D’autre part, c’est un éclatement des collectifs de travail. Les enseignant.es comme les équipes fonctionnent déjà à flux tendus. Des missions supplémentaires ce sera moins de temps serein pour penser son métier, individuellement, comme collectivement, ce sera moins de temps pour échanger et construire des réponses entre profesionnel.les, en inter-métier ou avec les familles. Et c’est bien un objectif du concept « travailler plus pour gagner plus… Pour penser moins. »
Le pacte, c’est aussi l’opportunité de développer la hiérarchisation dans l’école puisque c’est à la directrice de valider les missions, percutant la particularité organisationnelle actuelle des écoles, instaurant insidieusement, à petits pas le new management public.

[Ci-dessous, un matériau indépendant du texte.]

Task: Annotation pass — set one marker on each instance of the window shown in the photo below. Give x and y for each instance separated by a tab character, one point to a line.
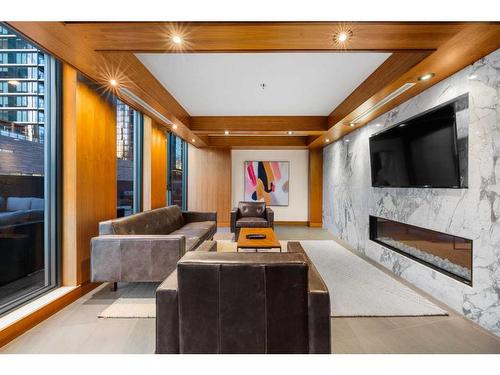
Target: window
129	159
29	183
177	171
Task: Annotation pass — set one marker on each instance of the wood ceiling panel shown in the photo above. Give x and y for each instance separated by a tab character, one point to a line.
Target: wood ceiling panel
258	142
468	46
301	125
265	36
74	49
418	48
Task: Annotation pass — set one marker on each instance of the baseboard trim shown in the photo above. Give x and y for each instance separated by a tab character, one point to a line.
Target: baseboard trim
24	324
294	223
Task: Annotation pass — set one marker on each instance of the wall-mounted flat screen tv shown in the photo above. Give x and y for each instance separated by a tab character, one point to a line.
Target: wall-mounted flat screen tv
428	150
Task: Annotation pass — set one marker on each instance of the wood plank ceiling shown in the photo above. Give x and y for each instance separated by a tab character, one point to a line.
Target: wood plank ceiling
106	50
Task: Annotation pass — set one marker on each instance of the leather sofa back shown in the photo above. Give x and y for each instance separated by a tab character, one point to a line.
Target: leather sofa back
163	220
243	303
252	209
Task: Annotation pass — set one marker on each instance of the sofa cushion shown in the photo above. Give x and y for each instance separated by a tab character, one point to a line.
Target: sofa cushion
163	220
209	225
251	222
252	209
37	204
18	204
11	218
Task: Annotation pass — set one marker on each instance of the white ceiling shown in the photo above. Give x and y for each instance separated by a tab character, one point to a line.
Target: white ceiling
228	84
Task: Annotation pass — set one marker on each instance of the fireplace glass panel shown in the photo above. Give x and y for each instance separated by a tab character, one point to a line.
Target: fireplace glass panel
446	253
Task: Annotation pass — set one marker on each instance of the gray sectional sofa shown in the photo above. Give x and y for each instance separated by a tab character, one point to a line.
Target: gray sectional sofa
146	246
18	210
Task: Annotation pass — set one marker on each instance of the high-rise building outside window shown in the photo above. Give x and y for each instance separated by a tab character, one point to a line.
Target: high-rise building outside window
29	145
129	159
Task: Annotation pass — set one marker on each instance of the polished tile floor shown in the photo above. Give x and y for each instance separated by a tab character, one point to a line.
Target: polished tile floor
76	329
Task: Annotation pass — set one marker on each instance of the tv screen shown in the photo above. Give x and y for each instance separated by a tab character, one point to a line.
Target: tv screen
420	152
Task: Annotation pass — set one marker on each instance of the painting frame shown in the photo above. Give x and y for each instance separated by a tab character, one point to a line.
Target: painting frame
279	171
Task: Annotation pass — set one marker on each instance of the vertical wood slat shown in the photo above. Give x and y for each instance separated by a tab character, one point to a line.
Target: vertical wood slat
89	172
209	181
316	187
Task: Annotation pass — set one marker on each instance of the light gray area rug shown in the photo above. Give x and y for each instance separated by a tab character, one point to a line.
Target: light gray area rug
358	288
137	300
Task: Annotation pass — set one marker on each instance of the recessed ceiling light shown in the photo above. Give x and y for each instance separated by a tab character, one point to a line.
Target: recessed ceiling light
343	36
426	76
177	39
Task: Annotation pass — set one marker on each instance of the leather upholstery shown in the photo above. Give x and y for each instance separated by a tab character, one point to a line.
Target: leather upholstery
159	221
234	304
252	222
251	215
167	327
243	303
319	306
252	209
146	246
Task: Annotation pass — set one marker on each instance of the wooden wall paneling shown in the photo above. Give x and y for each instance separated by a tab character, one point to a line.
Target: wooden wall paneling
316	187
158	166
95	169
70	270
146	163
209	181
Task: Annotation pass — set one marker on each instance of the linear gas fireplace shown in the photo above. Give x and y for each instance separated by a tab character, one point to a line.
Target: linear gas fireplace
443	252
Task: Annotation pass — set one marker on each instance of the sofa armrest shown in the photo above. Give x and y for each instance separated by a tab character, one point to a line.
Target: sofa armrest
167	316
194	216
234	217
270	217
134	258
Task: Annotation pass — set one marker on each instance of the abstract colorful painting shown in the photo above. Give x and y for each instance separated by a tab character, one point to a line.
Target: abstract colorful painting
267	181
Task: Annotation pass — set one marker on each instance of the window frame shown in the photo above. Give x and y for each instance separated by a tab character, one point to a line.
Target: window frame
52	182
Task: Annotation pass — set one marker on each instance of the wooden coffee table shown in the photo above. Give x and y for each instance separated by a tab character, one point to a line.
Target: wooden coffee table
270	242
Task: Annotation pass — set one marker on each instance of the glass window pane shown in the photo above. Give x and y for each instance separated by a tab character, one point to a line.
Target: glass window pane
25	249
128	126
176	172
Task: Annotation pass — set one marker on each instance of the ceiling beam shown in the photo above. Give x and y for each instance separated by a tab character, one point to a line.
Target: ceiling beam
257	142
473	42
265	36
278	125
79	52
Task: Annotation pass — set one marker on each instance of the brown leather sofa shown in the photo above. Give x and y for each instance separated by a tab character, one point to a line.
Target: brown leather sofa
146	246
243	303
251	215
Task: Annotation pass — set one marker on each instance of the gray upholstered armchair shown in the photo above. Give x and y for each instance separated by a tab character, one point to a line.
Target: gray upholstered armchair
251	215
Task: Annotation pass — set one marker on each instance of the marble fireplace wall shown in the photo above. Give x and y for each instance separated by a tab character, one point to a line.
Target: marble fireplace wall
474	213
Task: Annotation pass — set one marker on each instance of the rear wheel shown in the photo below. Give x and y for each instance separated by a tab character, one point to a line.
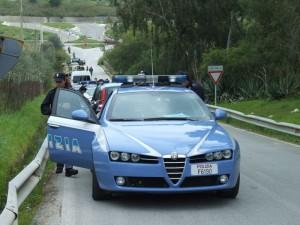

Le pacte, c’est encore une conception éducative susceptible de diviser les collègues dans leurs conceptions pédagogiques. Il s’appuie sur un soutien individualisé, différé au moment du collège, en dehors des temps collectifs d’apprentissages que constitue la classe. Cette externalisation supplémentaire de la difficulté, difficulté pourtant inhérente à tout apprentissage, constitue un prétendu remède aux inégalités scolaires, actant le renoncement institutionnel à une culture commune pour toutes et tous. Le pacte est un apparat déculpabilisant dans un contexte de suppression de postes empêchant une amélioration des conditions de travail et d’apprentissage, sans moyen pour la prévention ni l’adaptation.
Alors, comment résister collectivement alors que c’est justement une mesure d’individualisation ?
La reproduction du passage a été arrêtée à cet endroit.